- Supervisors: Dr. Laura Rocchi and co-supervisor: Prof. Pier Luigi Zinzani
- Institution: University of Bologna (PhD carried out at Cellply)
- Defended: 16 March 2026
- Download the PhD thesis
Asbtract: Chimeric Antigen Receptor (CAR)-T cells have fundamentally transformed the landscape of cancer treatment, demonstrating remarkable clinical efficacy in hematological malignancies. Despite achieving unprecedented clinical success, major challenges hamper their broader clinical implementation, including complex mechanisms of action, characterization methodologies, and manufacturing scalability.

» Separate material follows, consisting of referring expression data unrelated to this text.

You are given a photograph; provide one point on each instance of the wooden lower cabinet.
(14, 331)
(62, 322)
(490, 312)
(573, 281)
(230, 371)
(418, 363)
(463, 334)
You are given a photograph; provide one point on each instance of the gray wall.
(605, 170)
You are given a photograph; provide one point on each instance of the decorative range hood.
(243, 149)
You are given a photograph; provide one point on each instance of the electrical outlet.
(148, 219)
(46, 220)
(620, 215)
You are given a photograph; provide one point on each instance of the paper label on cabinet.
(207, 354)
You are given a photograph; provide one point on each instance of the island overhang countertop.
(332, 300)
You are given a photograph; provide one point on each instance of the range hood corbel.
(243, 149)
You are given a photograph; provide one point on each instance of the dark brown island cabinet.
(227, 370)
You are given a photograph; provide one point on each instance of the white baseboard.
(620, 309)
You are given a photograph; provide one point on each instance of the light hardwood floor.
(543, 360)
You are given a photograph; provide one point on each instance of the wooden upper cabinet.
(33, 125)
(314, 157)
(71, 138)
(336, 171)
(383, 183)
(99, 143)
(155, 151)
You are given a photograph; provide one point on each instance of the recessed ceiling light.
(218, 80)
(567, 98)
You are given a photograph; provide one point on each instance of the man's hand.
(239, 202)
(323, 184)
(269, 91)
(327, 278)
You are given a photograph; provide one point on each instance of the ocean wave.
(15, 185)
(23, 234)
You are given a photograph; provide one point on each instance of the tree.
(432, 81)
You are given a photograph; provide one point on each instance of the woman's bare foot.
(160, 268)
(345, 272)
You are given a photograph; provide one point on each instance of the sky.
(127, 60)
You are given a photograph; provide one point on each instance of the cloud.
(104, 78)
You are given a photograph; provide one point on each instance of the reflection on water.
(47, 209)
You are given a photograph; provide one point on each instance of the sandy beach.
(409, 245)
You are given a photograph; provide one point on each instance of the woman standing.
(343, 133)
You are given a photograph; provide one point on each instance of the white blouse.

CAR-T cell products exhibit substantial phenotypic and functional heterogeneity, which current approaches struggle to capture at the single-cell level. As this heterogeneity critically impacts therapeutic efficacy, there is a pressing need for novel technologies capable of accurately profiling these complex functional dynamics over time. To tackle this challenge, this thesis leverages a novel microfluidic analytical platform combining live-cell fluorescence imaging with an AI-driven analytical pipeline for the simultaneous profiling of thousands of miniaturized tumor-immune co-cultures by integrating cytotoxicity, phenotypic, and kinetic readouts at single-cell resolution.To mitigate the risk of on-target off-tumor toxicity, adapter CAR-T platforms such as the UniCAR-T system have emerged as a powerful alternative for enhanced controllability and targeting flexibility. However, their single-cell dynamics and serial killing capabilities remain unexplored. This work investigates the single-cell functional landscape of UniCAR-T cells targeting CD33+ acute myeloid leukemia, uncovering distinct functional subsets coexisting within the same UniCAR-T cell population, including a highly potent subset of serial killers. These findings underscore a degree of single-cell functional heterogeneity not detectable by conventional bulk assays. In addition, the present work advances the development of a novel microfluidics-based cytokine release assay with the potential to integrate multifunctional readouts on cytotoxicity, phenotype, and cytokine secretion on individual immune cells.
Overall, the present study offers a novel data-driven framework for the single-cell profiling of immune cell therapies while providing an in-depth characterization of adapter UniCAR-T cells, with the ultimate goal of supporting the design and development of next-generation immune cell therapies.